Ethical Relativism vs. Ethical Absolutism

Are some things simply wrong, everywhere and always — or does right and wrong depend on the culture doing the judging? The contest between ethical absolutism and ethical relativism is among the oldest in moral philosophy, and it remains live because each position captures something the other seems to miss.

The absolutist position

Ethical absolutism holds that certain moral principles are universally valid, binding regardless of who believes them or where. On this view, the wrongness of gratuitous cruelty is not a local custom but a fact about morality itself — and the historical existence of cultures that practised such cruelty does not make it right for them; it makes them mistaken.

The appeal of absolutism is that it lets us say what most people, on reflection, want to be able to say: that some atrocities are not merely distasteful to us but genuinely wrong, full stop. Without some notion of standards that transcend any particular society, it becomes difficult to criticize that society's practices except by appeal to one's own equally local preferences.

The relativist position

Ethical relativism counters that moral judgments are products of culture and history. What a society counts as virtuous or forbidden varies enormously across time and place, and the relativist takes this variation seriously: there is, on this view, no culture-independent vantage point from which to declare one moral framework simply correct and another simply wrong.

Relativism's appeal is partly empirical — the diversity of moral codes is real and striking — and partly ethical. It counsels humility and tolerance, warning against the arrogance of assuming that one's own culture has uniquely grasped the moral truth. Much harm has been done by those certain that their values were universal and that imposing them on others was therefore justified.

Where each runs into trouble

Both positions face serious objections. Absolutism must explain how we come to know these universal principles, and must contend with the genuine difficulty that thoughtful people across cultures disagree about what they are. If the moral truth is universal, why is it so hard to agree on its content?

Relativism faces a sharper problem. Taken strictly, it seems to make moral criticism across cultures impossible — including criticism we are loath to abandon. If right and wrong are wholly relative to culture, then a practice like slavery was not wrong in a society that endorsed it, and the reformers who opposed it were not morally ahead of their time but simply out of step with their neighbours. Few relativists are comfortable with that implication, and it suggests the view proves too much.

A middle path

Many philosophers seek ground between the extremes. One common move distinguishes a small core of values that may be genuinely universal — protections against cruelty, claims to basic dignity, prohibitions on wanton harm — from a much larger domain where real and legitimate variation exists in how a good life is pursued. On this hybrid view, we can hold that some things are wrong everywhere while still granting that much of morality is shaped by, and properly responsive to, cultural context.

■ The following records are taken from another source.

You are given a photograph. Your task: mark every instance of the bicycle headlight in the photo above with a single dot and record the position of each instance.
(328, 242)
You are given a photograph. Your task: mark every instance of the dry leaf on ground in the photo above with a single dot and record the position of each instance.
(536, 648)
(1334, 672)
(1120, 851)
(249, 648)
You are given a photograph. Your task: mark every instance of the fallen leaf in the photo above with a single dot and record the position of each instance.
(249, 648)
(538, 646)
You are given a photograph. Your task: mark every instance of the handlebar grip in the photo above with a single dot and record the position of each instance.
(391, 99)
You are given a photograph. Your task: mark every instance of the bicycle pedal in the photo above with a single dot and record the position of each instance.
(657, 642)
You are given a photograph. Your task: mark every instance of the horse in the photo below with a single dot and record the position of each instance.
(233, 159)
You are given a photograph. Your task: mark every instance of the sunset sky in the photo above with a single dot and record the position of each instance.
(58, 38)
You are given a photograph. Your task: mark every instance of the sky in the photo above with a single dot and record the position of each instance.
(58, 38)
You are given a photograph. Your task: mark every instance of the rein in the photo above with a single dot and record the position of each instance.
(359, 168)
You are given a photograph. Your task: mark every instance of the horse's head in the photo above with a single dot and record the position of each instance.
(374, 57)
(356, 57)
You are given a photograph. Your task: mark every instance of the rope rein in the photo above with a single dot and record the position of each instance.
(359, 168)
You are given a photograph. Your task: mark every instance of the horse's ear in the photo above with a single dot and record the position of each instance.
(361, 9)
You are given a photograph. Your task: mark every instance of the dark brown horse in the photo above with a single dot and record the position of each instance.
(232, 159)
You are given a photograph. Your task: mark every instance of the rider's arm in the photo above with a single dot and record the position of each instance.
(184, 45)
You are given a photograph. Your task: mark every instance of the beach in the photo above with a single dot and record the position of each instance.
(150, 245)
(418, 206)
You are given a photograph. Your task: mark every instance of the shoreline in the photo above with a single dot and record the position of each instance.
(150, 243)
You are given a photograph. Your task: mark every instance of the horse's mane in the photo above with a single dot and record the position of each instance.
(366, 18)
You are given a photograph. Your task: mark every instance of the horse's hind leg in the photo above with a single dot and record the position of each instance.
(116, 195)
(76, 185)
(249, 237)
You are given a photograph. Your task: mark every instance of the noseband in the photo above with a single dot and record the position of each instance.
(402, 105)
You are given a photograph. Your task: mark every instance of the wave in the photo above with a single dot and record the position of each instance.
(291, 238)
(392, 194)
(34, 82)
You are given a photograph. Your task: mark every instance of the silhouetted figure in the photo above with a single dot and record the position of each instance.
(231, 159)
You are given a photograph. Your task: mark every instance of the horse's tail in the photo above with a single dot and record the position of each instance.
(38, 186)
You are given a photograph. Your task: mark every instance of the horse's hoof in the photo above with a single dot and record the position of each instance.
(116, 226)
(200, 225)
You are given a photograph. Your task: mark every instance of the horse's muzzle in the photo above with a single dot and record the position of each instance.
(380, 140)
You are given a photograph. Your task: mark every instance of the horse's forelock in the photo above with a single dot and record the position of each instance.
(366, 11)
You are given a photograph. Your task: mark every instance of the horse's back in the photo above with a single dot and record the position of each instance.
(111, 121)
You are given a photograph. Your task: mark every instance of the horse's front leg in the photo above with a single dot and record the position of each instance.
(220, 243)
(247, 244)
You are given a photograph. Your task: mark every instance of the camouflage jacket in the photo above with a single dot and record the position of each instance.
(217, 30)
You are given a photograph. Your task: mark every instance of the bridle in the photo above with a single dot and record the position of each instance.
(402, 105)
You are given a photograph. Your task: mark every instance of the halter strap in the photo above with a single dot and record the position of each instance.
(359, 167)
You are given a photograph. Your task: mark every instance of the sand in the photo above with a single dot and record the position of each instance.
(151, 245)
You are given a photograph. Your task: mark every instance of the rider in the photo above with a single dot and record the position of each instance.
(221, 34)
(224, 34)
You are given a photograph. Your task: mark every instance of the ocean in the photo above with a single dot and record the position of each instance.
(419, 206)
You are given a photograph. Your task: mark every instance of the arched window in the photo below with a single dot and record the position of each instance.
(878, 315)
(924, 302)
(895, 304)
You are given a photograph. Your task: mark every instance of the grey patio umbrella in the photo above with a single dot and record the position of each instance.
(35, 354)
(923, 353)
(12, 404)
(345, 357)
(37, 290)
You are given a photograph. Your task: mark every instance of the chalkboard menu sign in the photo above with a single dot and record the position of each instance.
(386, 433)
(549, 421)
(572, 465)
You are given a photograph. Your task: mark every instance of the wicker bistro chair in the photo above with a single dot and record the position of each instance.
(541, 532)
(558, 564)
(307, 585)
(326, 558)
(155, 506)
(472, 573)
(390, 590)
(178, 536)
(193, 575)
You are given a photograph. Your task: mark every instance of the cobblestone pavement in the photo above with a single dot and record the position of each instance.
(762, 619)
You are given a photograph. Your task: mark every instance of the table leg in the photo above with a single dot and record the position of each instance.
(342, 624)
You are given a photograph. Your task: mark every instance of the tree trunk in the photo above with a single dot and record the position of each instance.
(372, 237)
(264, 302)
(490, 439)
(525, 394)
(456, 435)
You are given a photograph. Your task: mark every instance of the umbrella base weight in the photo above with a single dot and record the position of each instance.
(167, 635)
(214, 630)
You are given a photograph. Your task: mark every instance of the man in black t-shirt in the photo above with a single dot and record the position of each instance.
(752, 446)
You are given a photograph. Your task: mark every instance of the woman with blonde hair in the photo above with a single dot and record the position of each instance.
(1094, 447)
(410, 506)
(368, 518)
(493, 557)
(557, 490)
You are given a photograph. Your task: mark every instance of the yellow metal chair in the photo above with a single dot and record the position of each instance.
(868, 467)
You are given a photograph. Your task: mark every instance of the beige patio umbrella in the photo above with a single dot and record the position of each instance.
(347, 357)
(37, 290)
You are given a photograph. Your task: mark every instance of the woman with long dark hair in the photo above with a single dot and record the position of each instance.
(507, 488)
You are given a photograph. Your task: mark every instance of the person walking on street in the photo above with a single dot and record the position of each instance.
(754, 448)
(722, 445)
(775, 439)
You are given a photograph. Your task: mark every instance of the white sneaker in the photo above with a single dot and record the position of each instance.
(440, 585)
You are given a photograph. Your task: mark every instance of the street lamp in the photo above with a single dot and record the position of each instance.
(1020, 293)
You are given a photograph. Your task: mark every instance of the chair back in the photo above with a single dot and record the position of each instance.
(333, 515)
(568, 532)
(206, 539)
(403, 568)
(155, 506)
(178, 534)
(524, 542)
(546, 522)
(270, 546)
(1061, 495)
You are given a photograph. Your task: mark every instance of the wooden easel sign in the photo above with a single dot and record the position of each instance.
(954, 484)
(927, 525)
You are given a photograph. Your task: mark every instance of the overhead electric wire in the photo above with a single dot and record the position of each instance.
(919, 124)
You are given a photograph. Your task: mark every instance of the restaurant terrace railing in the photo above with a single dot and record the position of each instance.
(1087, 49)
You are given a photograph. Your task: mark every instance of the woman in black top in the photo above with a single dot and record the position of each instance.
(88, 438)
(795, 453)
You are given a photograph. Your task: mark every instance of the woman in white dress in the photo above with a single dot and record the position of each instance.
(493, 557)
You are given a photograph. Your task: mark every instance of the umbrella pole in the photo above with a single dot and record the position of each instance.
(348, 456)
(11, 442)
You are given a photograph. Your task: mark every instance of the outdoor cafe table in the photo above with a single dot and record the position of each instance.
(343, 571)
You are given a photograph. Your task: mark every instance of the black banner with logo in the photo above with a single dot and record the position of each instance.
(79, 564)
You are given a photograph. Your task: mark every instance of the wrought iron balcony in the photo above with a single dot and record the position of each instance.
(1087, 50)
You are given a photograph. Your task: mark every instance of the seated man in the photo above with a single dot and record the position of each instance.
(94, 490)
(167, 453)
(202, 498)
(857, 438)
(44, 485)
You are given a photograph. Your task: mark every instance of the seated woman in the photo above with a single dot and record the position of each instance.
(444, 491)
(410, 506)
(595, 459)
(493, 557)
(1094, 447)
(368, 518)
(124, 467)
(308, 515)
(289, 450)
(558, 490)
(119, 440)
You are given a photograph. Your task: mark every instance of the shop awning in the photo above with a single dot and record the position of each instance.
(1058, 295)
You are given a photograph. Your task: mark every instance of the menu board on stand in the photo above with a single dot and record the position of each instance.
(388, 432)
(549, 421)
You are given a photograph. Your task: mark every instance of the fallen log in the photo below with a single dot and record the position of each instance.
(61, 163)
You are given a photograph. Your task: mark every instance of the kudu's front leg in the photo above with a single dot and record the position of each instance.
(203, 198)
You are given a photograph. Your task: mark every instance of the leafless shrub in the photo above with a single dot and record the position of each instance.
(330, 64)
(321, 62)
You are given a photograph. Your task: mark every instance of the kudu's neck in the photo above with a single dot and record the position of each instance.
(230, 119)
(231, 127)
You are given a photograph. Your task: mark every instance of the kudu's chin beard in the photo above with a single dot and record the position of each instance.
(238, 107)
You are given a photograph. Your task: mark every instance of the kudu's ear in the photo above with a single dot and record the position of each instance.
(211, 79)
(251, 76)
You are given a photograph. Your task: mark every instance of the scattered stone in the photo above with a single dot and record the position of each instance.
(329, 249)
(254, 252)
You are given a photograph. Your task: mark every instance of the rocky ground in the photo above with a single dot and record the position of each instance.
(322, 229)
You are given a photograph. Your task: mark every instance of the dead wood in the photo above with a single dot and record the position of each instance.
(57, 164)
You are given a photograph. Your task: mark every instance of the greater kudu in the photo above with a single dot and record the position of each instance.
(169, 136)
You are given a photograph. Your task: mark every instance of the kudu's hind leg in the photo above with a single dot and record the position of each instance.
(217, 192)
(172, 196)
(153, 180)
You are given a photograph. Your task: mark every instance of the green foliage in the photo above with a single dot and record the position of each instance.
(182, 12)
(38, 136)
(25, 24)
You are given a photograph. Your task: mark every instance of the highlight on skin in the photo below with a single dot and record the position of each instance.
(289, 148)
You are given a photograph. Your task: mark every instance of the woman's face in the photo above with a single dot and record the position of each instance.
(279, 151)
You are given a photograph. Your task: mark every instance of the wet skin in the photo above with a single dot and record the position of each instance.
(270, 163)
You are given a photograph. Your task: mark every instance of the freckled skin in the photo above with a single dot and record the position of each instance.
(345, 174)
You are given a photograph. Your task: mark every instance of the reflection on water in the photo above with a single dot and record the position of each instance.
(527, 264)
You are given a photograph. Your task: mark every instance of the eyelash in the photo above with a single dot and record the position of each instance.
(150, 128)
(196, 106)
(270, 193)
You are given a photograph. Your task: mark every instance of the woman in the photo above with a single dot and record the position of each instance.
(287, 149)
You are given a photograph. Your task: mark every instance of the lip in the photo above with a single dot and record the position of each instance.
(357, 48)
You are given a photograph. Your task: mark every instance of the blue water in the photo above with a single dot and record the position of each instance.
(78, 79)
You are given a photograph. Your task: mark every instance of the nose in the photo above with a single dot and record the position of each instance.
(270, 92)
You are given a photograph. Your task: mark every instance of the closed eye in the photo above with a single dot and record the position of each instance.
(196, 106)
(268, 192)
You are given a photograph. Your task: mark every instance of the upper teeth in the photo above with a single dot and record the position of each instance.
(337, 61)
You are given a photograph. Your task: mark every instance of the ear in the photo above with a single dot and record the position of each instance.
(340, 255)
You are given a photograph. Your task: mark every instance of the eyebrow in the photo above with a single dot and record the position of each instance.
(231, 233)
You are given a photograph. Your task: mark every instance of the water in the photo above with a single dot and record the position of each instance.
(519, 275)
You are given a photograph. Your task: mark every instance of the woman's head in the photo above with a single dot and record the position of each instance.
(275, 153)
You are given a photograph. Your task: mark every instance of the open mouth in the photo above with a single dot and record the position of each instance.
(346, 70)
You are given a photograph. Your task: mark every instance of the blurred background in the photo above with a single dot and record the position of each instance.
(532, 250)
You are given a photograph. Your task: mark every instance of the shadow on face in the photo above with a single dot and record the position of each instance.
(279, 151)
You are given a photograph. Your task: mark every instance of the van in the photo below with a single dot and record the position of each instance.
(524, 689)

This will not satisfy a committed partisan of either side, and it raises hard questions of its own about where to draw the line. But it tracks something most people actually believe: that tolerance has limits, and that "different cultures, different customs" is an adequate response to cuisine and etiquette but not to torture.

Why the disagreement endures

The debate persists not because one side is obtuse but because both are responding to genuine features of moral life. We do seem to encounter judgments that feel more than merely local — and we also encounter enormous, sincere variation that should make us cautious about our own certainties. A mature moral outlook probably has to hold both insights in tension rather than resolving the matter cleanly in favour of either. That the question stays open is not a failure of philosophy but a reflection of how difficult, and how important, it really is.